C'est la fable qui prend la parole la première : elle semblait être à la recherche de la Vérité et la salue poliment : "bon jour "dit-elle ; Elle ne semble pas rebutée par l'apparence de la vieille femme mais elle s'étonne de la trouver seule et lui demande la raison de cet isolement au vers 12.  La réponse ne tarde pas à venir et prend le tour d'un constat, quelque peu désabusé . En fait, Florian a construit son anecdote à partir des différences et des contrastes entre les deux femmes jusqu'à la proposition d'alliance du vers 25 , L’absence de vêtement explique la réplique  de la vérité au vers 13, « je gèle ». À l’inverse, la fable est « vêtue » : à la pauvreté de la première répondent le « richement vêtu » du vers 8, les ornements et les bijoux (v. 9), l’éclat (« brillants », v. 10), le « manteau »  protecteur du vers 25. La mention  du vers 10 (« la plupart faux ») rappelle  adroitement et de manière imagée, le caractère hybride de la fable, mixte de vérité et de mensonge.
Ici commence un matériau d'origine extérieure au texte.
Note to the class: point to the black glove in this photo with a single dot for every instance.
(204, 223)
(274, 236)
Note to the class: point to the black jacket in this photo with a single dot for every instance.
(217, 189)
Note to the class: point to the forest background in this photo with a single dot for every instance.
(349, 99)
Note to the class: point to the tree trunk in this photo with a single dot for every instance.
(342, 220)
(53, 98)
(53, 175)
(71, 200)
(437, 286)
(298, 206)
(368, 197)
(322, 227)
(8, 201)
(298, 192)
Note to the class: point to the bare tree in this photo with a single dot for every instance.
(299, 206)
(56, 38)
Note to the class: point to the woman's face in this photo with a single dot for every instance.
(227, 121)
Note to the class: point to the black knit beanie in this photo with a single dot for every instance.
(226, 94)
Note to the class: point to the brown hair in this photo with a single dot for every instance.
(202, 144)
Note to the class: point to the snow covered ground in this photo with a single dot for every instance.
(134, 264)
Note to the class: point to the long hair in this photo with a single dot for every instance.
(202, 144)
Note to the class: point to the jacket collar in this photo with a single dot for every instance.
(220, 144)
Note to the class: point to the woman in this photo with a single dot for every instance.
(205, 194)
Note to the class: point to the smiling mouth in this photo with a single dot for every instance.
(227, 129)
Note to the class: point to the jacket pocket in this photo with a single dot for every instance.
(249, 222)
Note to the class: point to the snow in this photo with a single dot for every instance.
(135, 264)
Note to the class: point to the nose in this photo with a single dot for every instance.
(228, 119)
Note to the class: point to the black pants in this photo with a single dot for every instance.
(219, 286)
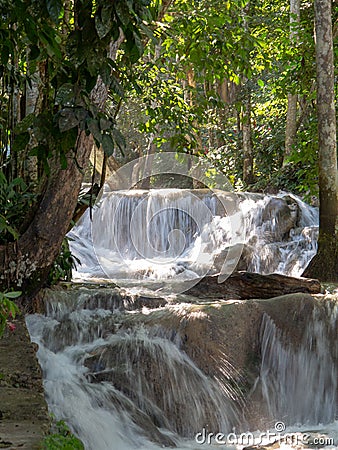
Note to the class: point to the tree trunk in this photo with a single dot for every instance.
(248, 177)
(246, 285)
(291, 118)
(25, 262)
(325, 264)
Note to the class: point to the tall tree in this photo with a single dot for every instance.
(76, 74)
(325, 264)
(291, 118)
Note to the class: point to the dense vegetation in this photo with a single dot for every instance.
(232, 82)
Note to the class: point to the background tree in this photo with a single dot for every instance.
(325, 264)
(65, 49)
Alors que la vérité est seule et rejetée de tous (vers 4, 6, 14, 16),  on apprend que la fable est  partout « fort bien reçue » (v. 20)  La vérité prend alors la parole pour expliquer sa situation et sa mise à l'écart : ses demandes d'abri sont des échecs comme le montre l'adverbe "en vain " au vers 14 . Consciente que son apparence rebute les gens , elle impute cette situation à sa vieillesse avec une tournure proverbiale qui prend l'allure d'une vérité générale  " vieille femme n'obtient plus rien " . Cette impression est remise en cause par les paroles de la fable qui insiste  volontairement, avec une question rhétorique, sur la nudité de la vérité et lui propose de se cacher, en partie, sous son manteau au vers 25 . Toutes  deux sont alors présentées comme marchant de concert et leur union, leur sera à toutes deux, bénéfique. C'est ce que démontre Florian dans les 8 derniers vers de l'apologue.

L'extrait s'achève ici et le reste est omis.